# Driving license



## bluepixie (Jun 12, 2018)

Is the Canadian driving license valid in the US if you are going to live in US for a long time?


----------



## Bevdeforges (Nov 16, 2007)

Depends on where you settle in the US. Each state has its own requirements - some require you to obtain a local license in as little as 10 days after moving to the state. The more usual terms give you 30 days to do so.
Cheers,
Bev


----------



## twostep (Apr 3, 2008)

Driving privileges are managed on state level. Most states call the agency Department of Motor Vehicle DMV. Google is your friend.


----------



## okko25 (Aug 19, 2018)

I am going to USA like a tourist. I'm from Russia. I plan to rent a car. Can I use russian driving license? I will be in Texas during in a month.


----------



## Crawford (Jan 23, 2011)

bluepixie said:


> Is the Canadian driving license valid in the US if you are going to live in US for a long time?

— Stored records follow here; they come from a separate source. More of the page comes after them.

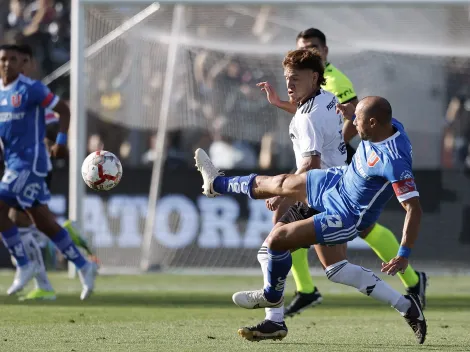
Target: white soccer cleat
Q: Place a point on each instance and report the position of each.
(208, 171)
(87, 276)
(254, 300)
(23, 275)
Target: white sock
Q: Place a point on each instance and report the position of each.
(368, 283)
(41, 280)
(273, 314)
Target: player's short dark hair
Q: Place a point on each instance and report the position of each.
(306, 59)
(312, 33)
(25, 49)
(379, 108)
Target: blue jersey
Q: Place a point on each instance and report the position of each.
(23, 124)
(378, 170)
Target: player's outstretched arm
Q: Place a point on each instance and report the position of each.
(410, 235)
(274, 99)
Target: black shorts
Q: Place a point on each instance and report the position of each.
(298, 211)
(48, 183)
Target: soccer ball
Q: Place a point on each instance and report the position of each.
(101, 170)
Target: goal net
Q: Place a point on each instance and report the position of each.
(415, 55)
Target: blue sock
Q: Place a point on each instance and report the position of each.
(12, 241)
(65, 244)
(279, 264)
(234, 184)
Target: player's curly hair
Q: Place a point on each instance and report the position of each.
(306, 59)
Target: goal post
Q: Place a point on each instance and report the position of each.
(174, 37)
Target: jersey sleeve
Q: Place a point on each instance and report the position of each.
(41, 95)
(310, 136)
(398, 172)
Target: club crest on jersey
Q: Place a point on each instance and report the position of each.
(372, 159)
(16, 100)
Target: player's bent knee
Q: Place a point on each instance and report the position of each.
(276, 240)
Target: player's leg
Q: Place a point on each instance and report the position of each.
(339, 270)
(385, 245)
(11, 238)
(46, 223)
(254, 186)
(276, 262)
(306, 294)
(43, 288)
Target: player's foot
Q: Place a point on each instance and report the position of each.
(266, 330)
(39, 295)
(254, 300)
(208, 171)
(415, 318)
(303, 301)
(420, 288)
(87, 276)
(23, 275)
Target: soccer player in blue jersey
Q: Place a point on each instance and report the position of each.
(22, 130)
(30, 236)
(350, 200)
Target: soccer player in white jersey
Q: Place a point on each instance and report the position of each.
(349, 200)
(315, 131)
(378, 237)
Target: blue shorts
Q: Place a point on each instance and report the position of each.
(23, 188)
(334, 224)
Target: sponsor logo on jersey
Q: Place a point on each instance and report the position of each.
(16, 100)
(372, 159)
(9, 116)
(406, 175)
(404, 186)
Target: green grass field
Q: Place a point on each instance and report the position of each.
(196, 313)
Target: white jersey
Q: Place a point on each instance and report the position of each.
(316, 129)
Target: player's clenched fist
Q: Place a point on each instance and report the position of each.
(347, 110)
(271, 94)
(59, 151)
(273, 203)
(396, 265)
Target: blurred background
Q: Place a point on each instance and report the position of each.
(418, 57)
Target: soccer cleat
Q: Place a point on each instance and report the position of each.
(87, 276)
(420, 288)
(208, 171)
(303, 301)
(23, 275)
(415, 318)
(266, 330)
(39, 295)
(254, 300)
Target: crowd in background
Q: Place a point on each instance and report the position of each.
(220, 93)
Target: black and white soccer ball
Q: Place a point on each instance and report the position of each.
(102, 170)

Usually not.... once resident, most states demand you take out a State licence after a driving test.


----------



## Bellthorpe (Jun 23, 2013)

twostep said:


> Driving privileges are managed on state level. Most states call the agency Department of Motor Vehicle DMV. Google is your friend.


Quite. But don't make the Google-assisted mistake of ending up at https://www.dmv.org/ which is *not* an official site.


----------



## beryfarnandas (Oct 3, 2018)

Yes, a full Canadian license that is current is valid in the United States. You may drive with your Canadian license within the borders of the U.S. due to reciprocal agreements that the U.S. and Canada have with each other in regards to driver's licenses


----------



## twostep (Apr 3, 2008)

beryfarnandas said:


> Yes, a full Canadian license that is current is valid in the United States. You may drive with your Canadian license within the borders of the U.S. due to reciprocal agreements that the U.S. and Canada have with each other in regards to driver's licenses


Please post an official link.

Driving privileges are being are being managed on state level in the US. Visitors can drive with their drivers license (plus international drivers license in some states) for up to the expiration of I94. Visa holders fall under the requirements of the individual state of residence. Reciprocity can mean no driving test, no written test.


----------